A preliminary diagnosis is made even without additional procedures, and is clarified using instrumental and laboratory techniques:

Dermatoscopy is a diagnostic technique that does not injure the neoplasm, but allows you to determine its boundaries, pigmentation density, and record the parameters of the neoplasm. This allows you to track dynamics.
Computer diagnostics – the use of a videodermoscopic system or epiluminescent dermatoscopy. A small camera approaches the lesion and scans it, sending a detailed image to the PC screen. Here the doctor can examine the lesion in three-dimensional mode.

The most accurate diagnosis is histological. During a biopsy, a small amount of tissue is removed and its cells are examined. The technique allows you to clarify the diagnosis, establish the course of melanoma, its stage. Rate:

melanoma cell type;
degree of maturity;
level of tumor aggressiveness;
depth.

Histology also determines whether the tumor is completely removed after excision of melanoma. Additionally, a biochemical blood test is prescribed to determine tumor markers and foci of inflammation.

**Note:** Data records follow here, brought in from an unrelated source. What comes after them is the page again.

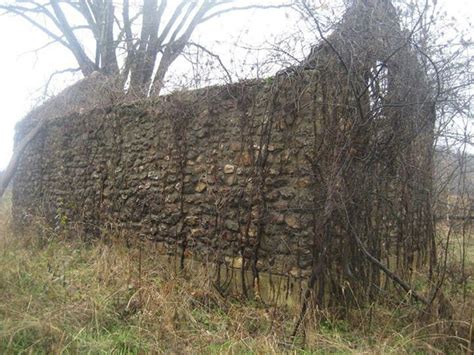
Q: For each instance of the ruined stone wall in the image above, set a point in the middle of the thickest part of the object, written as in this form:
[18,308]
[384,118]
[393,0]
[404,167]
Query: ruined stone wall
[220,172]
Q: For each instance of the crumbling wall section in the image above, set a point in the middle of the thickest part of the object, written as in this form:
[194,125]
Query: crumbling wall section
[220,172]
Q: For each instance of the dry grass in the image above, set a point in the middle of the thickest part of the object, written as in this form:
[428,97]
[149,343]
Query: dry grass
[69,296]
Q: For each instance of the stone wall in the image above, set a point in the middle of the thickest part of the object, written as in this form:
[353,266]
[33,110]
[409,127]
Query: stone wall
[199,171]
[266,176]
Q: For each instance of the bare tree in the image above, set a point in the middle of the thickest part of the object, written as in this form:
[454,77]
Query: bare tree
[133,42]
[136,41]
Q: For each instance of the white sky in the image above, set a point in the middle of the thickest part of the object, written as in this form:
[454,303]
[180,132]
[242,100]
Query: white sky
[23,73]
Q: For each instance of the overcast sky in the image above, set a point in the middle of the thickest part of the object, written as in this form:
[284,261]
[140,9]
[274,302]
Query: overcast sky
[23,71]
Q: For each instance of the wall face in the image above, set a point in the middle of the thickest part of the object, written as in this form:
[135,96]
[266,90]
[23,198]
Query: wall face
[281,176]
[198,173]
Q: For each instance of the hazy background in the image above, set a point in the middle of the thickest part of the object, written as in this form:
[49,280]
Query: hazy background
[24,70]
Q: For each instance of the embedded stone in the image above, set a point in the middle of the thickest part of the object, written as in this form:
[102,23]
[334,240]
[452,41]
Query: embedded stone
[197,232]
[234,146]
[232,225]
[229,169]
[292,221]
[230,180]
[200,187]
[303,182]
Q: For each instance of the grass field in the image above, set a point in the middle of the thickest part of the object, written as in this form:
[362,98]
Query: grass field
[69,296]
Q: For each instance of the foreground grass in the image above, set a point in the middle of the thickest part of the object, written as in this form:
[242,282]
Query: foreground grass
[60,295]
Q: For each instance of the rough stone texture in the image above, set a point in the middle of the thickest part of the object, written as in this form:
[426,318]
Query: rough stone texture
[218,173]
[282,175]
[185,170]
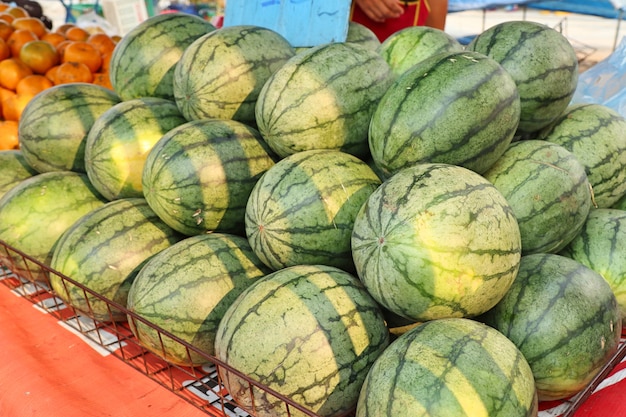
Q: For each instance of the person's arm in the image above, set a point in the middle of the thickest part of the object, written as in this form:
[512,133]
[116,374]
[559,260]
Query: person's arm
[438,13]
[380,10]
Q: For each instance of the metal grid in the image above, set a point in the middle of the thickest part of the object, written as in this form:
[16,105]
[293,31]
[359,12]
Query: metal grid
[200,386]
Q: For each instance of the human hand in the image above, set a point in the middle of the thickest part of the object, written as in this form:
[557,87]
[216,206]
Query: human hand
[380,10]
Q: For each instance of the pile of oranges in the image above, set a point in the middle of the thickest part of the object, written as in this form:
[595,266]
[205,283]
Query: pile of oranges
[33,58]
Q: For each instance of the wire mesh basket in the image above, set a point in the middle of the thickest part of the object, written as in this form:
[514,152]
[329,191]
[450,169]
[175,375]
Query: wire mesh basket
[200,386]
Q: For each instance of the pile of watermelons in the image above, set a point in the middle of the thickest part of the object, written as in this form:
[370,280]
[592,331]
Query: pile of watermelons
[401,229]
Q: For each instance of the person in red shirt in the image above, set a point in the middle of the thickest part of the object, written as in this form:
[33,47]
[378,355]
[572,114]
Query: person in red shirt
[385,17]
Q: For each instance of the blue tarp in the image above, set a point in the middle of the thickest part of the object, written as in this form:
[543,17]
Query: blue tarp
[609,9]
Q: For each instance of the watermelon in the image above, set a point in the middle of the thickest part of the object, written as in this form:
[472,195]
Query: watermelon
[315,332]
[185,290]
[323,98]
[601,245]
[436,241]
[596,135]
[103,251]
[412,45]
[54,125]
[37,211]
[220,75]
[144,60]
[13,169]
[548,190]
[459,108]
[542,62]
[302,210]
[120,140]
[452,367]
[199,176]
[564,319]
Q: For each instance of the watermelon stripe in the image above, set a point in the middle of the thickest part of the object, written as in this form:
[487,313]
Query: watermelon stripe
[199,176]
[458,97]
[337,77]
[61,118]
[176,24]
[431,370]
[356,328]
[278,230]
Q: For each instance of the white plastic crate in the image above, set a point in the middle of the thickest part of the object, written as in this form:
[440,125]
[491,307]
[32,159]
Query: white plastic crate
[124,14]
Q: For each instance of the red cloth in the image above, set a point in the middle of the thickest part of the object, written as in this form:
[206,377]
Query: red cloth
[48,371]
[415,14]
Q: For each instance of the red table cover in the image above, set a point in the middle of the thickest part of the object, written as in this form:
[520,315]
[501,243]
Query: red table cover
[46,370]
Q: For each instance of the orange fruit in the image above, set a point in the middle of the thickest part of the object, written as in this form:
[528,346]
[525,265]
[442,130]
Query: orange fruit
[54,38]
[19,38]
[17,11]
[39,56]
[33,84]
[106,62]
[103,42]
[6,17]
[5,51]
[102,79]
[72,72]
[12,70]
[82,51]
[8,135]
[13,106]
[6,93]
[64,27]
[31,23]
[76,33]
[5,29]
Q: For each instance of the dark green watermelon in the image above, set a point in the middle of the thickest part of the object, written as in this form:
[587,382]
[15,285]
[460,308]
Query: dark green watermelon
[542,62]
[449,368]
[459,108]
[565,320]
[199,175]
[309,332]
[548,190]
[104,251]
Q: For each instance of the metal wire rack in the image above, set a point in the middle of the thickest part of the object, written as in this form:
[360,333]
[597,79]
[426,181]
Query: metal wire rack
[200,386]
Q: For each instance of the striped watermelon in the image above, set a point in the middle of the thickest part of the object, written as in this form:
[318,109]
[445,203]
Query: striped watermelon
[120,141]
[103,251]
[302,210]
[548,190]
[542,62]
[316,332]
[412,45]
[54,125]
[13,169]
[564,318]
[323,98]
[144,60]
[185,289]
[436,241]
[601,246]
[37,211]
[459,108]
[199,176]
[596,135]
[448,368]
[220,75]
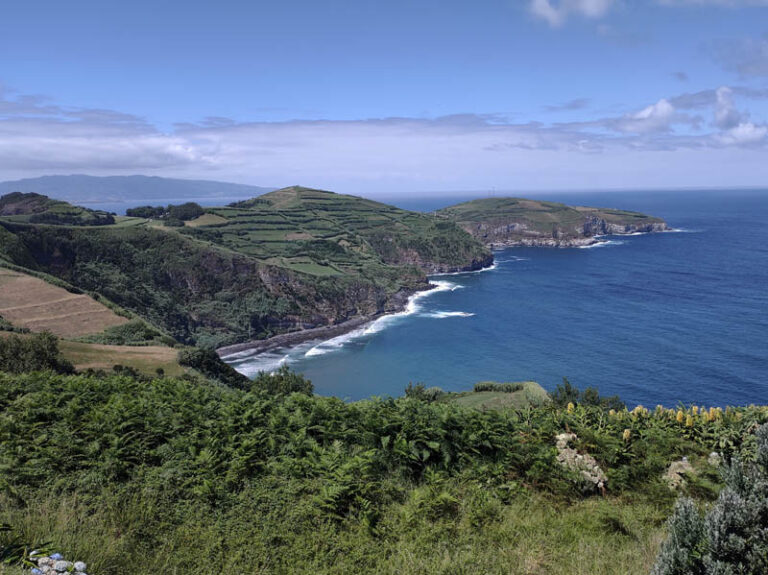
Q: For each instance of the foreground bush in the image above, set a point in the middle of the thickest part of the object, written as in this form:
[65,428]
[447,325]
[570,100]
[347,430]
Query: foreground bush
[732,538]
[37,352]
[179,476]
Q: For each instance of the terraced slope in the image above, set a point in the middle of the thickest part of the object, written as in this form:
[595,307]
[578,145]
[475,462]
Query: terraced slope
[522,222]
[29,302]
[327,234]
[35,208]
[287,261]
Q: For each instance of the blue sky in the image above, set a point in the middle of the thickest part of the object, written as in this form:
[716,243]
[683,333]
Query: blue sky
[402,96]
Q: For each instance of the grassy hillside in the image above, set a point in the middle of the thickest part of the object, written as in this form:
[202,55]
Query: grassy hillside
[517,221]
[81,188]
[39,209]
[300,258]
[322,233]
[180,476]
[32,303]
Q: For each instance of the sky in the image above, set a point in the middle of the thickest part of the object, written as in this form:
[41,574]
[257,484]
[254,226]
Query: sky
[403,96]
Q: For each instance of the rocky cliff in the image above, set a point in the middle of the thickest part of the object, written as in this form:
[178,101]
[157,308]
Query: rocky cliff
[507,222]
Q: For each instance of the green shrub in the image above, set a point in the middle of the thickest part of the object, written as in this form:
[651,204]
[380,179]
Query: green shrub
[422,393]
[502,387]
[283,382]
[208,362]
[566,393]
[732,538]
[38,352]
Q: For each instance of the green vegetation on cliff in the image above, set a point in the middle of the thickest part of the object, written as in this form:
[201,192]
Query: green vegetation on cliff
[292,259]
[34,208]
[169,475]
[518,221]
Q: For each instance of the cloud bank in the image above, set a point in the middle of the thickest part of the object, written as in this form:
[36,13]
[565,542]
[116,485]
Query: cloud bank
[700,138]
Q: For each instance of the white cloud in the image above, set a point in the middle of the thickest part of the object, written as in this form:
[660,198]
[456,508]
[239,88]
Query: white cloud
[745,134]
[726,115]
[731,3]
[657,117]
[557,12]
[462,151]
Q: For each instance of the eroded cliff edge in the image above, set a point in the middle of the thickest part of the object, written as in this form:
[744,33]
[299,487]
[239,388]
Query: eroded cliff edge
[518,222]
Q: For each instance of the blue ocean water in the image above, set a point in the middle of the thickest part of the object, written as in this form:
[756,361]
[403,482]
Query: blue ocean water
[658,318]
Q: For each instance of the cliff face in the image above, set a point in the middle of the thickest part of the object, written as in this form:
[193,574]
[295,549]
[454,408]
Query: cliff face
[516,222]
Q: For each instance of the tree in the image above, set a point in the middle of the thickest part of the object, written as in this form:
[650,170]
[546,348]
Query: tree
[732,538]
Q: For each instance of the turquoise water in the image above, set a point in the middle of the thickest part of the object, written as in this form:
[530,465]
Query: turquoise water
[658,318]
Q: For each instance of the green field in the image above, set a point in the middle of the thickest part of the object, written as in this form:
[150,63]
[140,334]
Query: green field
[532,394]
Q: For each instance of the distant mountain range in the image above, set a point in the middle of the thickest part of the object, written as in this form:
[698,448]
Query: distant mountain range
[117,189]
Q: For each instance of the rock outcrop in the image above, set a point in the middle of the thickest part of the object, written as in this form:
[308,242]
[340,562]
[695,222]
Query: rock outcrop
[584,464]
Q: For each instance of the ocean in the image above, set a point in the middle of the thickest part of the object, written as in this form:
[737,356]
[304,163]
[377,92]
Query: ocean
[669,318]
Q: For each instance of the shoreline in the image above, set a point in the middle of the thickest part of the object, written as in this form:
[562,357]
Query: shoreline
[328,332]
[294,338]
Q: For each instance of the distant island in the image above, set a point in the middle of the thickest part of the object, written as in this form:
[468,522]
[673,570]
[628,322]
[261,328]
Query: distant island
[284,266]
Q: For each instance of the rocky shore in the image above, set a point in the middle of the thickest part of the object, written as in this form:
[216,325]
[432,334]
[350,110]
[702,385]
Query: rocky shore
[397,303]
[508,236]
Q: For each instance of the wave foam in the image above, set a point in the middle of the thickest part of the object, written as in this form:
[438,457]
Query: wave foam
[445,314]
[604,244]
[411,307]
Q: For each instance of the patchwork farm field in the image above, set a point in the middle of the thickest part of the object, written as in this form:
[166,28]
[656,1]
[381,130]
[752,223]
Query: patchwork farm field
[324,234]
[32,303]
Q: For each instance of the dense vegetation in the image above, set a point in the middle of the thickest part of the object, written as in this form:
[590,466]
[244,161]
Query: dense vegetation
[173,475]
[732,538]
[34,353]
[299,258]
[180,213]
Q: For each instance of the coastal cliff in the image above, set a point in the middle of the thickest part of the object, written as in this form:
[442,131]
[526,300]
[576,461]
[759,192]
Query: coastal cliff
[515,222]
[291,261]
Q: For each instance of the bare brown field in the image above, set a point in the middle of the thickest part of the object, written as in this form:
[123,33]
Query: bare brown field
[30,302]
[145,358]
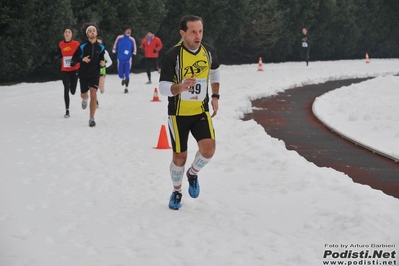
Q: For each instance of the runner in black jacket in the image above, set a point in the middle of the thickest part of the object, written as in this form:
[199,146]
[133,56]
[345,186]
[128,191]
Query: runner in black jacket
[305,43]
[90,55]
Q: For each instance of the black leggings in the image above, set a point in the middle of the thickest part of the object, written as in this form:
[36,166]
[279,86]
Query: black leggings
[149,64]
[70,81]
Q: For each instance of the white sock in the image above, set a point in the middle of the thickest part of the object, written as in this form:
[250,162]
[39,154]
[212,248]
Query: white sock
[176,173]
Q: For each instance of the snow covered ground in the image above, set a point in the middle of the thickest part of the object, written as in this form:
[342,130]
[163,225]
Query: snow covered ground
[75,195]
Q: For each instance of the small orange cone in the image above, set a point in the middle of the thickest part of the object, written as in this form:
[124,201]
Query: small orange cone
[260,67]
[163,139]
[155,98]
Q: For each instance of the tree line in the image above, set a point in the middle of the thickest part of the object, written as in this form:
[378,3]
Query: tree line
[241,30]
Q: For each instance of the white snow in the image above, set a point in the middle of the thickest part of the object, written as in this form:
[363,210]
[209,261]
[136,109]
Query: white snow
[81,196]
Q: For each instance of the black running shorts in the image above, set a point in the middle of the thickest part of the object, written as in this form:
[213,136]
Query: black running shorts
[86,84]
[200,126]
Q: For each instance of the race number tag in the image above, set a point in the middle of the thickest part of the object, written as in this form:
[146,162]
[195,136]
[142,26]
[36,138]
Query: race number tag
[198,93]
[67,61]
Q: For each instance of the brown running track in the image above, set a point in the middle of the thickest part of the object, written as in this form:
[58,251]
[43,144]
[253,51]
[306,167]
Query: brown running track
[288,116]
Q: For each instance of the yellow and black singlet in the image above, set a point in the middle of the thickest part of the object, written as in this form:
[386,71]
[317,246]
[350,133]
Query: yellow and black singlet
[180,63]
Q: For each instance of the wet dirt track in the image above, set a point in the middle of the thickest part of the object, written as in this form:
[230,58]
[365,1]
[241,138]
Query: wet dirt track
[288,116]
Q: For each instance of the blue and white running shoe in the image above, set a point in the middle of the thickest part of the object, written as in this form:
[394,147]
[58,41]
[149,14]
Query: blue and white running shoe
[175,199]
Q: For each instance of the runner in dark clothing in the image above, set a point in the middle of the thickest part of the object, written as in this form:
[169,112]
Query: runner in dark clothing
[90,55]
[305,42]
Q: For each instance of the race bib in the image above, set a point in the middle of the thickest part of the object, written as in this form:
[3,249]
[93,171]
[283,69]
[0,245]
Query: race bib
[198,93]
[67,61]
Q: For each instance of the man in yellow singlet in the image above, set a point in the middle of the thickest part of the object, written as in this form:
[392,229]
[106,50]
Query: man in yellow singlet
[186,71]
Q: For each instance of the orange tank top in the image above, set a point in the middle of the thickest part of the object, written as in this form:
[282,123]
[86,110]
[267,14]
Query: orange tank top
[67,51]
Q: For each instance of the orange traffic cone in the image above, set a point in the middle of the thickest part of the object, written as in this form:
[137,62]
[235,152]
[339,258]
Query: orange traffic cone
[163,139]
[155,98]
[260,68]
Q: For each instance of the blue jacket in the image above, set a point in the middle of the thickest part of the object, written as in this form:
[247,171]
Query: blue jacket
[124,47]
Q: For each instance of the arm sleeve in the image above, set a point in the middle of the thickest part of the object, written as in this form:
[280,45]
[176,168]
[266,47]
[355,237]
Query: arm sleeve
[76,56]
[134,52]
[159,45]
[164,88]
[214,76]
[115,44]
[108,59]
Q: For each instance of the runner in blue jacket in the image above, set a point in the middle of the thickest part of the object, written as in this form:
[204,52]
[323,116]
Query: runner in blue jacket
[125,49]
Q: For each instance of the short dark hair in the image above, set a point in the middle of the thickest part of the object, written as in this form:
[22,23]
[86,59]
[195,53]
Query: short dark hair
[188,18]
[86,25]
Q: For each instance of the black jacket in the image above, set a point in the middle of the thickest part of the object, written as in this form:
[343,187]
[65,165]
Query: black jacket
[95,51]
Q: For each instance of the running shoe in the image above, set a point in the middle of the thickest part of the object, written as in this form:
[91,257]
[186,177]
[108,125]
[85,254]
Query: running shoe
[92,123]
[175,199]
[84,104]
[193,188]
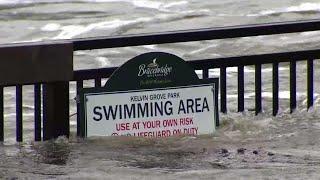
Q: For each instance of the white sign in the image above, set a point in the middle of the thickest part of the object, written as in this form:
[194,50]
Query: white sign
[151,113]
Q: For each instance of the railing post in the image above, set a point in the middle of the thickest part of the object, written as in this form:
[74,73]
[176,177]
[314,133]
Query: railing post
[275,88]
[223,89]
[258,88]
[310,83]
[55,110]
[293,86]
[1,115]
[240,88]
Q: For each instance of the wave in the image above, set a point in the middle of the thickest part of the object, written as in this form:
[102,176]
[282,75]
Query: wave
[303,8]
[137,3]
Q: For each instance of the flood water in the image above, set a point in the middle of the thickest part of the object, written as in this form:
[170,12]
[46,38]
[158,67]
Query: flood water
[244,147]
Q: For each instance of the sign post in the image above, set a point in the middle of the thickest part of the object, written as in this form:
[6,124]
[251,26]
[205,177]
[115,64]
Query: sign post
[152,95]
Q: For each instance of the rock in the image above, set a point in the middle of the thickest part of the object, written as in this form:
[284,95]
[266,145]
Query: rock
[241,150]
[270,154]
[224,151]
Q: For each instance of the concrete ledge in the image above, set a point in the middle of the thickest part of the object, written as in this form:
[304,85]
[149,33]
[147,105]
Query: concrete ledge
[32,63]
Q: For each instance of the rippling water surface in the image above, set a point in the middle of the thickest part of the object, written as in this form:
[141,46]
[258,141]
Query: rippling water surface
[246,146]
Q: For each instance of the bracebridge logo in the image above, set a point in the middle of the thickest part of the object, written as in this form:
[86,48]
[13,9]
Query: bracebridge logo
[154,70]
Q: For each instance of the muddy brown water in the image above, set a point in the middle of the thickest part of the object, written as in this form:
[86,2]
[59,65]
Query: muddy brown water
[262,148]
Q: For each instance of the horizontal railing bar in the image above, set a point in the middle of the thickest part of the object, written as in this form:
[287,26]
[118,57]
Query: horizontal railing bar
[88,74]
[183,35]
[256,59]
[196,34]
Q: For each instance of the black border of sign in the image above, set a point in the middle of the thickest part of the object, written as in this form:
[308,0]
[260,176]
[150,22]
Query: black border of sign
[100,90]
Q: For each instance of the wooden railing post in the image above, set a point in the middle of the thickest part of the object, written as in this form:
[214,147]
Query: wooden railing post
[55,110]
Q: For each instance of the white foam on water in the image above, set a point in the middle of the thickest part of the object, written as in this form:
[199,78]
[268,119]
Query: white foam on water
[51,27]
[174,4]
[71,31]
[303,7]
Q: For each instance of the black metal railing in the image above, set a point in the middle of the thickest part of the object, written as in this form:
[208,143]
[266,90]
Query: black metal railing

Useful video about melanoma

List of sources:

Demidov L.V., Sokolov D.V., Bulycheva I.V. Improving methods for diagnosing skin melanoma / Bulletin of the Russian Cancer Research Center named after. N. N. Blokhin RAMS. – t.18. - No. 1. – 2007.
Demidov L. V., Orlova K. V. Individualization of drug treatment for skin melanoma / Russian Cancer Research Center named after. N. N. Blokhin RAMS. – v.14. - No. 4. – 2013.
Sokolov D.V. Dermatoscopy in early diagnosis and screening of skin melanoma / Abstract of the dissertation. - Moscow. – 2009.
Demidov L.V., Utyashev I.A. Surgical treatment of skin melanoma / Russian Cancer Research Center named after. N. N. Blokhin RAMS. – v.13. — No. 2. – 2012.

There are no similar articles.

Symptoms

Melanoma at stage 2A does not always immediately give a clear clinical picture. The focus of the disease is characterized by:

growth of the spot and its hardening;
increased pigmentation;
redness around the spot;
swelling around the mole;
pigmented radiant growths from the focus.

Sometimes at this stage, melanoma manifests itself only by enlargement of nearby lymph nodes, since they are the first obstacle to the outflow of lymph. Pigmented or colorless nodules appear near the lesion.

Another initial sign in this stage is an increase or decrease in skin pigmentation. Particular attention is paid to pigmented or non-pigmented growths from the primary focus, which spread the process into normal tissues.